Sunday, March 11, 2007

Conquering Our Hill (Mountain?)

Tuesday – The gas man did return despite our rejection of him yesterday. They park the truck in front of the casa. One of the men goes to the roof outside our guest suite, drops a rope and pulls up the hose from the truck. They then fill the tank and drop the hose back down with the rope. All very quick and efficient. Our local contact/manageress, Pilar Morales obviously straightened it all out. The gas man referenced Pilar on his arrival. We heard via MSN messaging today that Chelan has had 15 inches of snow recently. Darn shame! I don’t think San Miguel knows what snow is, even at our elevation of 6100 feet. We spent most of the morning working with Les Cooper on MSN Messenger setting up and making sure our cell phone worked. We eventually got all the numbers correct and made a call going both directions. Eureka! All this new technology.
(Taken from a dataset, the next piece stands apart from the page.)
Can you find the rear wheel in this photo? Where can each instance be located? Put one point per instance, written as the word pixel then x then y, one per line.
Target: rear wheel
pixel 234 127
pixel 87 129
Above you will see the outside view of our casa.

For a couple of hours we proceeded on an investigative walk up the hill (mountain?) on Santo Domingo street (around the corner from our casa) to check out the La Puertecita Boutique Hotel ( which is a 4 diamond AAA rated hotel. It is gorgeous and has a wonderful restaurant. We had a soft drink in the bar and decided this was a definite selection for dinner when we have visitors. It is about a 20 minute walk up and 15 minutes back down. As you start up the street you pass by a school, of course behind the walls as is the architectural style here in San Miguel. In the mornings, before a lot of traffic starts, we can hear the announcements at the school and the children playing.

This evening we proceeded down Hospicio Street and checked out some very nice B&B’s and the Hotel Sierra Nevada. We then proceeded to the Jardin and then viewed the interior of the Parroquia Church. It is a very large parish church and is very attractive in a modest style. One of the high points of any day in San Miguel is to just sit in the Jardin and watch the people, the kids, and the birds, which we then proceeded to do. On our way back up Correo Street, we stopped in and looked over the Sazon cooking school and kitchen store ( I suspect that Mary Ann and some of our visiting friends will soon be enrolled for some of the classes.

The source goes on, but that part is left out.